Enfin, ne négligez pas l'impact psychologique. Dans une famille, l'argent liquide est le symbole de la liberté. Voir le conjoint de son père ou de sa mère partir en croisière avec l'argent du livret de famille peut créer des tensions irréparables. La transparence est la seule solution. Expliquer que c'est un quasi-usufruit, qu'il y a une créance de restitution, et que le patrimoine global est préservé, permet souvent de calmer le jeu. Mais honnêtement, c'est flou pour beaucoup de gens, et la pédagogie manque cruellement dans les études notariales surchargées.
Questions fréquentes sur les liquidités et la donation entre époux
Est-ce que le conjoint peut vider les comptes dès le lendemain du décès ?
Techniquement, les comptes individuels sont bloqués dès l'annonce du décès à la banque. Seul le compte joint reste parfois actif. Le conjoint doit attendre l'acte de notoriété rédigé par le notaire pour prouver ses droits. Une fois ce document en main, et s'il a opté pour l'usufruit, il peut effectivement demander le transfert des fonds vers ses comptes personnels. Mais attention, il doit rendre des comptes aux héritiers sur la consistance de ces sommes au moment du partage final.
Les enfants peuvent-ils s'opposer au choix de l'option du conjoint ?
Non. Le choix de l'option appartient exclusivement au conjoint survivant, sauf si la donation entre époux prévoyait des restrictions spécifiques (ce qui est rare).
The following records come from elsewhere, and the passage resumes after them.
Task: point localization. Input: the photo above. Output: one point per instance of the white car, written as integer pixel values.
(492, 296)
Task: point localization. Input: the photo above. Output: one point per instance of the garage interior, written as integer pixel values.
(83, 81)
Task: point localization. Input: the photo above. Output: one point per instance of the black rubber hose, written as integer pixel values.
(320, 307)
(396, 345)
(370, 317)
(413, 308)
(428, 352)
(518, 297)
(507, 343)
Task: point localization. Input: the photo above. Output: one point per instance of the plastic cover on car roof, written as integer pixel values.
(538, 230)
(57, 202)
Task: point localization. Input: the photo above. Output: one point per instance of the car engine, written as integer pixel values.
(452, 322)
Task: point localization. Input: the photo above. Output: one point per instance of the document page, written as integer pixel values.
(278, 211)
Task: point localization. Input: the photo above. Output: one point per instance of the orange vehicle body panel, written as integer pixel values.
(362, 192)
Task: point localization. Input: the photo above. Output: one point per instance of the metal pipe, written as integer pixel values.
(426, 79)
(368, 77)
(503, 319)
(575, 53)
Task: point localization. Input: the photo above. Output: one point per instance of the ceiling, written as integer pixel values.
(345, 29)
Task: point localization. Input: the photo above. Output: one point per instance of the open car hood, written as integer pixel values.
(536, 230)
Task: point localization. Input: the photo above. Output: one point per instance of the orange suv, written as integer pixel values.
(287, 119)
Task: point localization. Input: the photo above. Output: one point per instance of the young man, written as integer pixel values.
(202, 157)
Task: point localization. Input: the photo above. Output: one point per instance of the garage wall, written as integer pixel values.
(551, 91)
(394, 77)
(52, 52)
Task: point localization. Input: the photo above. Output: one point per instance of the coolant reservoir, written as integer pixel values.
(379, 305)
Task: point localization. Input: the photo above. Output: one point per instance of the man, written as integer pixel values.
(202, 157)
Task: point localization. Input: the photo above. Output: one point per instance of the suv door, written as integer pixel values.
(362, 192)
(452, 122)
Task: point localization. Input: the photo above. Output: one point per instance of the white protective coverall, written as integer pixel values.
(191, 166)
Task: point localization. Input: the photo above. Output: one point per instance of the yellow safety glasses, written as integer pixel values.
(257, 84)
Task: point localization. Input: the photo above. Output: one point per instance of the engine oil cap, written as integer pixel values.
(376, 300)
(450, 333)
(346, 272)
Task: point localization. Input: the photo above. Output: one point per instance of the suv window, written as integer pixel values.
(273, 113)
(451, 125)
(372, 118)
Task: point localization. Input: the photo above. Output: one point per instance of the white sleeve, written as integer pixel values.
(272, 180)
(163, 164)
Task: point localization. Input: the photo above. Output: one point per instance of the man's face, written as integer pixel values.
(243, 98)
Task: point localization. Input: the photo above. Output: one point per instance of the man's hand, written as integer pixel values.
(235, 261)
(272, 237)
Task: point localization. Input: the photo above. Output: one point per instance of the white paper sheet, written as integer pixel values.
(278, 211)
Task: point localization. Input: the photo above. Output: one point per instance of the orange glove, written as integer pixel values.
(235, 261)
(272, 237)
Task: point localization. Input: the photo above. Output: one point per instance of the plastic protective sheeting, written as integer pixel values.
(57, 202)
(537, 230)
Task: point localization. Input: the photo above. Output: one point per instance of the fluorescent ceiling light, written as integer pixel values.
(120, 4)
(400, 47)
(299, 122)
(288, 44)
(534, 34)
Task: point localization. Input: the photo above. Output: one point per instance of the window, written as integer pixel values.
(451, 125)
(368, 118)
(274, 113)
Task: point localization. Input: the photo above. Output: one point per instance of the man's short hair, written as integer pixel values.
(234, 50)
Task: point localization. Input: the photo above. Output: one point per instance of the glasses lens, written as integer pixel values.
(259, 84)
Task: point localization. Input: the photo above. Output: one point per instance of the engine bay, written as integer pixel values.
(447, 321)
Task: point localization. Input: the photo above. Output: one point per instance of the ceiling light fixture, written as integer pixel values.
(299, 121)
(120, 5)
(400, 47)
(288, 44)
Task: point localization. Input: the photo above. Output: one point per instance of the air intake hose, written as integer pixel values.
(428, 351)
Les enfants subissent le choix. C'est d'ailleurs tout l'intérêt de la donation au dernier vivant : donner le pouvoir au survivant pour éviter qu'il ne se retrouve à la merci de ses enfants pour payer ses charges quotidiennes.
Que se passe-t-il si le survivant perd tout au casino ?
C'est le scénario catastrophe. Si le conjoint dépense tout et qu'il ne reste aucun actif (plus de maison, plus d'autres comptes) à son décès, la créance de restitution des enfants ne vaut plus rien. On ne peut pas prendre d'argent là où il n'y en a pas. C'est pour cela que l'exigence de caution ou d'emploi des fonds est une option que les enfants ne devraient pas balayer d'un revers de main si le survivant montre des signes d'instabilité financière ou de prodigalité.
La donation au dernier vivant est-elle utile sans enfants ?
Oui, absolument. En l'absence d'enfants, mais en présence de parents du défunt, ces derniers héritent normalement d'une part de la succession. La donation au dernier vivant permet d'écarter les parents et de laisser l'intégralité du patrimoine, liquidités comprises, au conjoint. C'est un outil de protection radical dans ce cas de figure.
L'essentiel à retenir
Pour résumer cette mécanique complexe, retenez que la donation au dernier vivant offre au conjoint une liberté quasi totale sur les liquidités grâce au mécanisme du quasi-usufruit. L'argent ne disparaît pas juridiquement, il change de main avec une promesse de restitution au futur. Pour les enfants, c'est un test de patience : ils héritent d'une dette qui sera payée plus tard, souvent des décennies après. La clé d'une succession réussie réside dans la rédaction d'une convention de quasi-usufruit solide et d'un inventaire rigoureux. Sans ces deux documents, les liquidités risquent de devenir une source de conflit inépuisable et un casse-tête fiscal au second décès. Bref, protégez le conjoint, certes, mais n'oubliez pas de baliser le chemin pour ceux qui viennent après, car c'est là que se jouent les vrais drames familiaux.